Using Kelley's Blue Book (www.kbb.com) for pricing info, we found that a 4Runner depreciates nearly $12,000 in the first four years. That's the portion that Jill was paying for. Unfortunately for her, the first few years are the most expensive years for any vehicle. That's one reason dealers push leases. It is very profitable business for them.
Jill has four basic options available to her. She can buy a new car, lease a new car, buy a used car, or buy her existing 4Runner. Let's look at each choice.
Buying a new car will be the most expensive option. A new car will mean the highest yearly depreciation and the highest monthly payments. But, the biggest advantage is that once the car is paid for it belongs to Jill. Once she's finished with the payments she can drive the car payment-free for as long as she likes. She'll also have the benefit of the new car warranty.
If Jill chooses to buy a new 4Runner or similar vehicle, she'd be borrowing $25,000 ($29,000 purchase minus $4,000 down payment). On a four year loan the average payment would be $588 per month. That means that the new car payment is nearly 50% higher than the used car payment. And she'd have an extra year's worth of payments on the new car.
A sharp dealer could reduce Jill's payment on a new car by showing her a 6 year loan. That would reduce her payment to $403 per month. Basically the same as the used car payment. But, that would mean paying over $4,000 in interest over the life of the loan and making six long years of payments.

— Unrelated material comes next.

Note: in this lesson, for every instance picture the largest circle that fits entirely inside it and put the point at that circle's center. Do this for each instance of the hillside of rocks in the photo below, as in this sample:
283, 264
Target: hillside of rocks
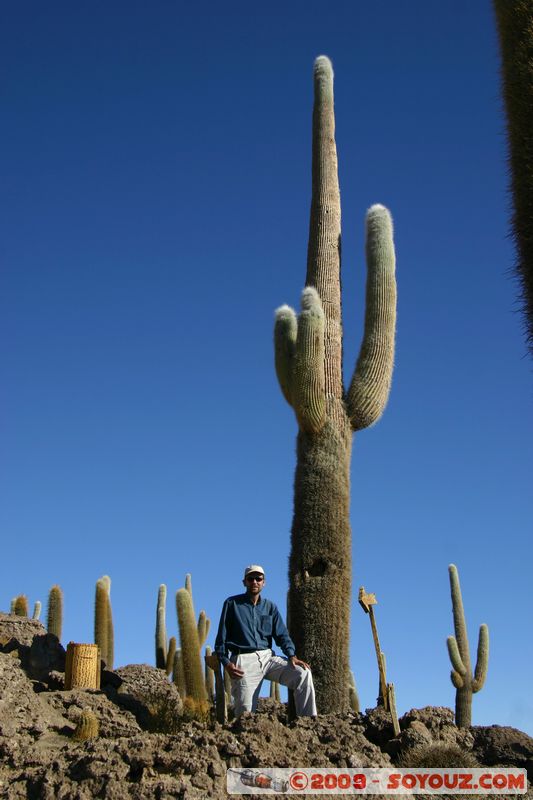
145, 748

Another new car option would be to buy something less expensive, like a Toyota Carolla. For $17,000 (the same price as her used 4Runner) she should be able to get good, reliable transportation. Plus have the warranty.
Leasing a new car would get her a lower payment. But, after a few years of lease payments she'd be right back where she is now - without a car.

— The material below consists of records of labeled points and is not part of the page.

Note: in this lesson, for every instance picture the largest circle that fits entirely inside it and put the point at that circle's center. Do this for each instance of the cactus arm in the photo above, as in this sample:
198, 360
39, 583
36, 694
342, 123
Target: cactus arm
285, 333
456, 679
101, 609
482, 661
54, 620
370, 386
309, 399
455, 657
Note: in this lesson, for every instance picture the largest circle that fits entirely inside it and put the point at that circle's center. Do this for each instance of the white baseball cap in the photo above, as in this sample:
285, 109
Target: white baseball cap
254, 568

Buying a used car would keep her payments down and allow her to own a vehicle once the payments are complete. If Jill finances $13,000 on a used car or buys her present 4Runner (figuring $17,000 purchase price minus $4,000 down payment) her monthly payment would be $401 for 36 months.
The disadvantage, as Jill pointed out, is that she could be making payments on a 7 year-old car. But, at the end she'd own a 4Runner worth over $11,000. And, if she were worried about repairs she could buy a 4-year extended warranty for about $1,000.
Probably the best long-term choices for Jill would be to buy her 4Runner or to find a used vehicle. The payments are affordable and she will own her vehicle when they're done.
With her 4Runner she'd be buying a used car that she's very familiar with. It is also a car with lower than average mileage.
If Jill decides to buy her car she can negotiate with the leasing company. Depending on the circumstances they may be willing to let her buy the car for less than the price in the original lease agreement.
Ultimately Jill needs to decide how much she enjoys that new car smell and the comfort of a new car warranty. The safest financial deal would be to buy her leased truck or a similar used truck depending on where she can get the best deal. Next best would be to buy a less expensive new car. No matter what she decides we hope that she enjoys many trouble-free miles.
according to larry burkett from crown financial mnst. never lease a car. you dont own it those 4 yrs. you are paying them to let you drive it then you have to pay for them to give it to you again.
What Jill needs to look at is the current book value of the 4Runner. If it is worth more that what she has to pay to buy it out she is better off purchasing the 4Runner. Only she knows how she has treated this vehicle. Only she knows what the problems are. If she has maintained it, she can sell it privately and pocket the extra (book value vs buy back) This would then give her some money for a down payment on another vehicle.